STT-MRAM offers several compelling advantages, positioning it as a leading contender in the non-volatile memory (NVM) market [
8]. However, similar to other established memory technologies, it faces critical technical challenges that can significantly affect its performance and reliability [
9]. One of the primary concerns is process variation, arising from inconsistencies in the geometry and resistance of the magnetic tunnel junction (MTJ) storage elements [
10]. These variations disrupt access operations, resulting in deviations in MTJ conductance and fluctuations in the switching threshold current.
Synchronization issues further impact STT-MRAM reliability. In synchronous designs, write operations are typically confined to fixed time windows, which may prevent certain memory cells from completing their state transitions within the allotted duration [
8]. Additionally, thermal fluctuations introduce further instability by injecting randomness into the switching behavior.
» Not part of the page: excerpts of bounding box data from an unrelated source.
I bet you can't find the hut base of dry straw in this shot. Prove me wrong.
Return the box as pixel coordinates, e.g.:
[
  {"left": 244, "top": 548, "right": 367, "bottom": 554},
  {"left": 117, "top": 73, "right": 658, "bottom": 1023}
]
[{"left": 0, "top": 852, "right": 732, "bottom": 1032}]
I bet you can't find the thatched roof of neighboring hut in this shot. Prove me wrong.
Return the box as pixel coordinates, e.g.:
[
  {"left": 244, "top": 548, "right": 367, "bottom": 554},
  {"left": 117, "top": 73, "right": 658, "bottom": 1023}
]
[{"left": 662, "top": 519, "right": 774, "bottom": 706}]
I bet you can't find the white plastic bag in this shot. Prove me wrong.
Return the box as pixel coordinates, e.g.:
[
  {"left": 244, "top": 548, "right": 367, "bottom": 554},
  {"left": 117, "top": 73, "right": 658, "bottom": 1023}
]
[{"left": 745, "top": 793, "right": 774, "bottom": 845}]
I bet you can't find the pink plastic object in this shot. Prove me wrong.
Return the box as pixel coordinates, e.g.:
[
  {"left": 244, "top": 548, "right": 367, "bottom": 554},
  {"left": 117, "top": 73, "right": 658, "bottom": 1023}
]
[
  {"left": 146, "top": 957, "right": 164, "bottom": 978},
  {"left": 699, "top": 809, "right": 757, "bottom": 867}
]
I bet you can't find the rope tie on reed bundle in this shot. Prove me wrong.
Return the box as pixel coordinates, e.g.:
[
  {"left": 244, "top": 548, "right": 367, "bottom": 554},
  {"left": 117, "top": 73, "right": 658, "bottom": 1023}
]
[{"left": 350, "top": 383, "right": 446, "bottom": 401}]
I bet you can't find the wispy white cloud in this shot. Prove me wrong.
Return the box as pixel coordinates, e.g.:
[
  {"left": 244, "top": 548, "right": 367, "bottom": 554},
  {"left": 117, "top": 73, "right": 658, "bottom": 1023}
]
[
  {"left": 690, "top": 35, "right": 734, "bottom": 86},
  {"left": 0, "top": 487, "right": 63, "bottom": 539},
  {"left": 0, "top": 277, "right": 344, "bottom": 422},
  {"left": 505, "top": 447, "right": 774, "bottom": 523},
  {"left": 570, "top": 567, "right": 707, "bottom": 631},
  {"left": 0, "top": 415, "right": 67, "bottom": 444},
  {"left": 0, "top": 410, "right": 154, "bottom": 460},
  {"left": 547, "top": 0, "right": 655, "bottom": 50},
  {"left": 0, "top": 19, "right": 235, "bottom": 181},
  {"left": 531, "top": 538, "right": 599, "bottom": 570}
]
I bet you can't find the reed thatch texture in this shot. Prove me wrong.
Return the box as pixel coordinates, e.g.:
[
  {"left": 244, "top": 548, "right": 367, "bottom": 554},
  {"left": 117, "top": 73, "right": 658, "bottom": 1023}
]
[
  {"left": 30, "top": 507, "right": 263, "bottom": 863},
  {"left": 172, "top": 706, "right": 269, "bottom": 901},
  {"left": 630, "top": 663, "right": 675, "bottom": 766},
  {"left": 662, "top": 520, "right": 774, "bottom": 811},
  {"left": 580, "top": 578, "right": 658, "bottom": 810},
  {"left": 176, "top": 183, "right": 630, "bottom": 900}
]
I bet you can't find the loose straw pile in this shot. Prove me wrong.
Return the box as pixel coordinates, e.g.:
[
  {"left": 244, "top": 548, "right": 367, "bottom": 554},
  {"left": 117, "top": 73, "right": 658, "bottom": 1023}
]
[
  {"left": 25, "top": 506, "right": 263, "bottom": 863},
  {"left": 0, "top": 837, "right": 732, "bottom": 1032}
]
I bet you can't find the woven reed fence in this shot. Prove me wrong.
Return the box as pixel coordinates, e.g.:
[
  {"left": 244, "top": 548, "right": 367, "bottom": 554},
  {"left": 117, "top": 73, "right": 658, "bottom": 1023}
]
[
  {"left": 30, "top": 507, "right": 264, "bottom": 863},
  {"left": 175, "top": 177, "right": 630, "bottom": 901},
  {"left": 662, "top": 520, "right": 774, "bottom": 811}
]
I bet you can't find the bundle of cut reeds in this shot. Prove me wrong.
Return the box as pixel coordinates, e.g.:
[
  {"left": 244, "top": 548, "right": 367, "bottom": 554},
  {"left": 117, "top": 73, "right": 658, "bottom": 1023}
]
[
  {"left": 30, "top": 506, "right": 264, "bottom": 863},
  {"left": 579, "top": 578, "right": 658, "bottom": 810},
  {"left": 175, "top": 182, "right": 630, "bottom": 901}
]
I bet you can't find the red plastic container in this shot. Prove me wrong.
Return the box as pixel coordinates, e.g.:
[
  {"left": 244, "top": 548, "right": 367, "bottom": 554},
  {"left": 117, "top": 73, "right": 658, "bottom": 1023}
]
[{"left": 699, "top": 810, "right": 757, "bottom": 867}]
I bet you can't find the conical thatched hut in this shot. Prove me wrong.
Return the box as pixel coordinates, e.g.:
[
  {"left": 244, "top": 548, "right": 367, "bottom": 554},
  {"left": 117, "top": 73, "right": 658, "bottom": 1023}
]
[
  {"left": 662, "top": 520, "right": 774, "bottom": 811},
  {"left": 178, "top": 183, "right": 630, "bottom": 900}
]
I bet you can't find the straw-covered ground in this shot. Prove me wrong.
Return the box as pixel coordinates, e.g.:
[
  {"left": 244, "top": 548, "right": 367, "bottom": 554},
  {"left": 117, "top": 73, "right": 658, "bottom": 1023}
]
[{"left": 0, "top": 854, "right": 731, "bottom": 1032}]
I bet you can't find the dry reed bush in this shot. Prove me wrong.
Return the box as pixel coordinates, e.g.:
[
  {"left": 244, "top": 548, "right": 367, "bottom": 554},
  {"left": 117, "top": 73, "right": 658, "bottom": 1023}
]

These circuits use MTJ-based sensors and hybrid designs that include self-referencing mechanisms or poly-resistor references to stabilize read operations under changing temperature conditions [
11]. This increases the likelihood of unintended resistance changes in the MTJ, even in the absence of explicit write operations [
12,
13]. Another critical issue is read disturbance, wherein the read operation itself can inadvertently cause MTJ switching, leading to both read and write errors and thereby compromising data integrity. These reliability concerns are further exacerbated by manufacturing imperfections, which can degrade overall device performance. As technology nodes scale down, these challenges are expected to worsen, necessitating advanced design methodologies and process-level optimizations to improve STT-MRAM robustness and efficiency.
To mitigate these challenges, a variety of circuit-level and architectural solutions have been proposed. For example, the study in [
14] recommended using transistors smaller than the worst-case size to reduce write energy consumption. It further advocated a hybrid magnetic and circuit-level design approach to enhance STT-MRAM efficiency. Likewise, the authors in [
15] proposed a hybrid memory architecture that integrates static RAM (SRAM) with STT-MRAM, aiming to balance performance with energy efficiency. Another study [
16] investigated the use of write buffers to improve overall system throughput.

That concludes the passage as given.